Leinen los! Die Fähre legt ab. Alles, was zerrt, fordert, klemmt und zwickt und denkt und jammert, das bleibt zurück, am Festland. Kein Platz im Gepäck. Mein tiefer Seufzer verschwindet links und rechts in der Nebelsuppe. Nur vereinzelte Wellen werden später noch davon berichten können.

Ein Teil von mir begleitet die Fähre lachend und schwimmend.
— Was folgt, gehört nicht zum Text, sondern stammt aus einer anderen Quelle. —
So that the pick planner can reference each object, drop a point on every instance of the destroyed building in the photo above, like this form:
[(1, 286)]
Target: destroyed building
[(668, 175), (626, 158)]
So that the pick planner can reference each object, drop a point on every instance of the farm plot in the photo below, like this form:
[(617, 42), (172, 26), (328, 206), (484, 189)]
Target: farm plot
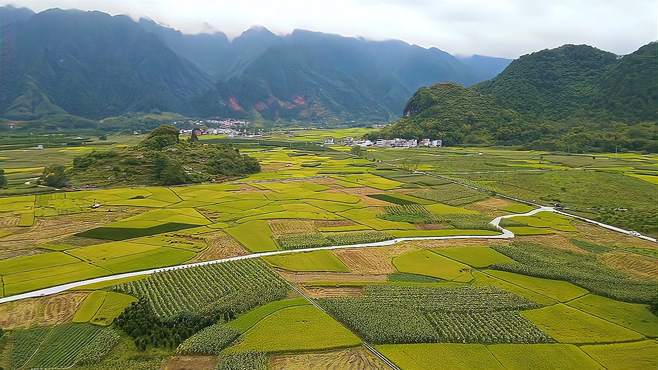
[(44, 311), (445, 355), (569, 325), (299, 328), (346, 359), (101, 307), (428, 263), (542, 356), (475, 256), (581, 269), (309, 261), (629, 315), (623, 356), (62, 346), (400, 314), (231, 287)]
Schwimmen, da ist es. Also, Augen zu und kopfüber ins Wasser und aufs Papier. Ich schreibe. Ich werde weiterschreiben und noch mehr Erwartungen anderer abschütteln und auf Tauchstation gehen.
„Was hast du gesagt? Sorry, ich habe Wasser und Buchstaben in den Ohren vom vielen Schwimmen und Schreiben.“
Ich möchte endlich ankommen, auf der anderen Seite, auf der Insel, der Insel in mir, die mich überallhin begleiten kann.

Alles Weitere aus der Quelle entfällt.